## Overview
The core data types suppoted in pandas objects are float, int, bool, datetime64[ns], timedelta[ns], and object.  Defualt types are int64 and float64 for integers and floats respectively. This notebook reviews the core concepts of:
* text to numeric
* numeric to text
* float to int
* string (object) to boolean
* int to boolean
* datetimes





To use you need to have python installed and jupyterlab.  </br>
The code assumes you have a basic familiarity with python syntax and use. It also assumes you are familiar with head, tail, and info functions for series and dataframes covered in earlier lessons.
## Packages Needed
* sys
* pandas
* numpy

In [None]:
import sys

!{sys.executable} -m pip install numpy
!{sys.executable} -m pip install pandas

'''
Using "!{sys.executable} -m pip install"   instead of "!pip install"
ensures that the install is done in the context and kernel currently running
the notebook.

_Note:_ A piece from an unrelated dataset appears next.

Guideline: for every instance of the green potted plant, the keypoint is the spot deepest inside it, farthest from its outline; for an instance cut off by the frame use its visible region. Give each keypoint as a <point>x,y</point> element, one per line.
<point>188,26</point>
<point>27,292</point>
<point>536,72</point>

This is a recommended best practice and I try to use this method within
notebooks as I try to default to what I would want to see if I was collaborating with
a group.
'''

import numpy as np
import pandas as pd

## String and Numerics

In [None]:

text_num = "42"
print(type(int(text_num)))
print(type(pd.to_numeric(text_num)))

In [None]:
text_num = "42.0"
print(type(float(text_num)))
print(type(pd.to_numeric(text_num)))

In [None]:
text_num = "42."
print(type(float(text_num)))
print(type(pd.to_numeric(text_num)))

In [None]:
text_num_series = pd.Series(data=["42", "8675309", "100"])
new_series = pd.to_numeric(text_num_series)
new_series.info

In [None]:
text_num_series = pd.Series(data=["42.0", "8675309", "100"])
new_series = pd.to_numeric(text_num_series)
new_series.info

In [None]:
# but we cant do this:
new_series = float(text_num_series) #will fail

In [None]:
text_num_df = pd.DataFrame(data= text_num_series, columns=["text"])
text_num_df.info()

In [None]:
text_num_df["nums"] = pd.to_numeric(tex_num_df["text"])
text_num_df.head()

In [None]:
text_num_df.info()

In [None]:
### astype

In [None]:
# to be specific on type conversion we would use astype... but it may be confusing
# for example based on our previous examples it would seem like both of these would
# work but it wont
text_num_df["floats"] = text_num_df["text"].astype("float") # works
text_num_df["ints"] = text_num_df["text"].astype("int") # wont work because of a float string

In [None]:
# but this will
text_num_df["ints"] = pd.to_numeric(tex_num_df["text"]).astype("int")
text_num_df.head()


In [None]:
text_num_df.info()

In [None]:
# going numberic to a string is easy peasy
text_num_df["string"] = text_num_df["floats"].astype("str")
text_num_df.head()

In [None]:
text_num_df.info()

In [None]:
#for an existing columns there are two options:
text_num_df2 = pd.DataFrame(data= text_num_series, columns=["text"])
text_num_df2["text"] = text_num_df2["text"].astype('float')
text_num_df2 = text_num_df2.astype({"text":'float'}) # my recommended
text_num_df2.info()

In [None]:
## Booleans
booly_things = ["true", "false", "True", "false", True, False,  1,   0, 42, -1, "t", "f", 1.0, 0.0]
booly_df = pd.DataFrame(data=booly_things, columns=["x"])
booly_df.info()

In [None]:
booly_df["y"] = booly_df["x"].astype("bool")
booly_df.head(20)

In [None]:
booly_df.loc[booly_df["y"] == False]

In [None]:
# so what if we only have strings... or something weird
booly_things2 = ["True", "False", "Weird", "Science"]
booly_df2 = pd.DataFrame(data=booly_things2, columns=["x"])
booly_df2["y"] = booly_df2["x"].map({'True': True, 'False': False, 'Weird':True})
# unmapped values will become null/NaN values
booly_df2.head()

In [None]:
booly_df.info()

## Datetimes

In [None]:
dt_df = pd.DataFrame(data=["01/15/23", "01/15/23 12:12:12"], columns=["str_dt"])
dt_df.head()

In [None]:
dt_df["dt64"] = pd.to_datetime(dt_df["str_dt"], infer_datetime_format=True)
dt_df.head()

In [None]:
dt_df.info()

### more on datetimes in a later stand alone lesson

## The End